Friday 29 August 2014

Random Thing #1

This got cut from something else I was writing.  I'm putting it here because I'd rather put it somewhere than just delete it.


At first sight, Flint and Rayna in the Star Trek episode 'Requiem for Methuselah' look like a fairly standard sci-fi reiteration of Propsero and Miranda.  That’s been done a fair few times, of course.  Most famously in Forbidden Planet.  (The reiteration of Shakespeare is apt enough, given that Flint owns a copy of Shakespeare’s First Folio.  He never claims to have been Shakespeare, but probably would if prompted.)  Oddly though, the more ‘Requiem for Methuselah’ progresses, the more it looks like Othello rather than The Tempest.

Because ‘Requiem for Methuselah’ seems – rather astonishingly - to have a ‘double time’ scheme to it, very much like Othello.  The play is famous for having two apparently separate and irreconcilable chronologies mapped onto each other within it.  As many critics have observed, judging by the events we witness, there seems to be a space of about twenty-four hours between Othello and Desdemona’s marriage and Desdemona’s murder by Othello, and yet multiple other indications with the play – including flat statements by characters – imply that at least a week passes.   A casual reader or viewer is quite likely to imagine that the sojourn in Cyprus lasts several weeks before culminating in tragedy.  The two time schemes simply don’t match.  Apart from anything else, there simply isn’t enough time for Desdemona to have committed “the act of shame” with Cassio “a thousand times”, as Othello comes to believe.  But the play does work.  To quote A. C. Bradley:  “[Shakespeare] wanted the spectator to feel a passionate and vehement haste in the action; but he also wanted him to feel that the action was fairly probable.”

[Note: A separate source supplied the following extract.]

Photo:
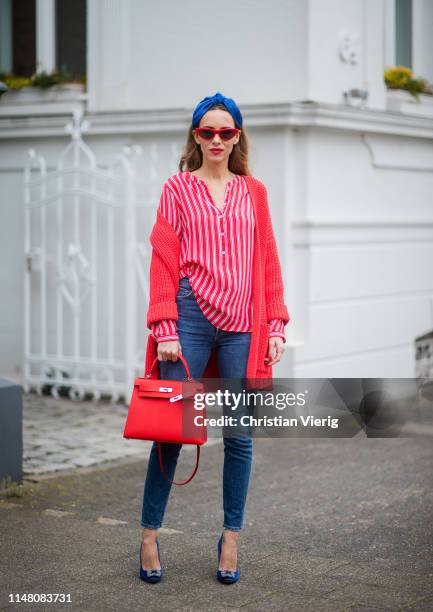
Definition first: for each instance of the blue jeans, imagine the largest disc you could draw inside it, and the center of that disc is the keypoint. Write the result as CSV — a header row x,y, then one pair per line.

Something noticeably similar occurs in ‘Requiem for Methuselah’.  The episode has a strict time span imposed upon it, from the start, by the vicissitudes of what we might call the ‘A Plot’, the one about Kirk et al needing to get their hands on the (amusingly named) substance Ryetalyn, refine it so that it can be used to cure the Rigellian Fever and take said cure back to the Enterprise to save all the other regular characters.  The point is repeatedly made that time is of the essence.  Yet, despite the fact that they succeed in doing this, the episode feels like it takes much longer.  The episode manages to give the impression of massively compressing the events of, perhaps, several days.  First and foremost, Kirk falls for Rayna so heavily that it defies credibility that it could happen in the space of a few hours.  The episode really stresses this too, leaving Kirk devastated by Rayna’s death, so much so that Spock erases his memory of her at the end, to spare Kirk debilitating emotional pain.  In other ways too, Kirk, McCoy and Spock’s stay with Flint feels like a prolonged one.  There is time for everyone to relax and lounge around, playing the harpsichord or dancing.  Minerals and collected and refined – twice! – with Flint explicitly delaying the process.  This is what we might call the ‘B Plot’, the business with Flint trying to use Kirk to arouse Rayna’s emotions.  The requirements of Flint’s plan seem impossible to squeeze into a few hours.  He’s trying to foster a mutual attraction which will arouse latent emotions.  If Kirk really falls head over heels for Rayna, and manages to draw an emotional response from her despite her never having been capable of emotions before, all in a few hours, Flint really has been lucky in a way he could scarcely have foreseen.  This isn’t really a problem in plot terms because there is a huge sense, conveyed on screen, that we are watching the edited highlights of a very long stay.  A few days at the very least.  The episode successfully pulls off something like Othello’s ‘double time’ scheme.  It makes the viewer feel “a passionate and vehement haste in the action” while also making it seem “fairly probable.”

This monkeying around with time is quite appropriate in a story that concerns itself with an immortal man of colossal age who seems to have lived through every epoch in human history.  Flint himself is a temporal contradiction.  A man unimaginably older than he looks.  An immortal who stands outside of time.  Flint has lived a lifetime, but his lifetime encompasses the entirety of human history.  He is one man but has been many others.  His whole self is a ‘double time’ scheme.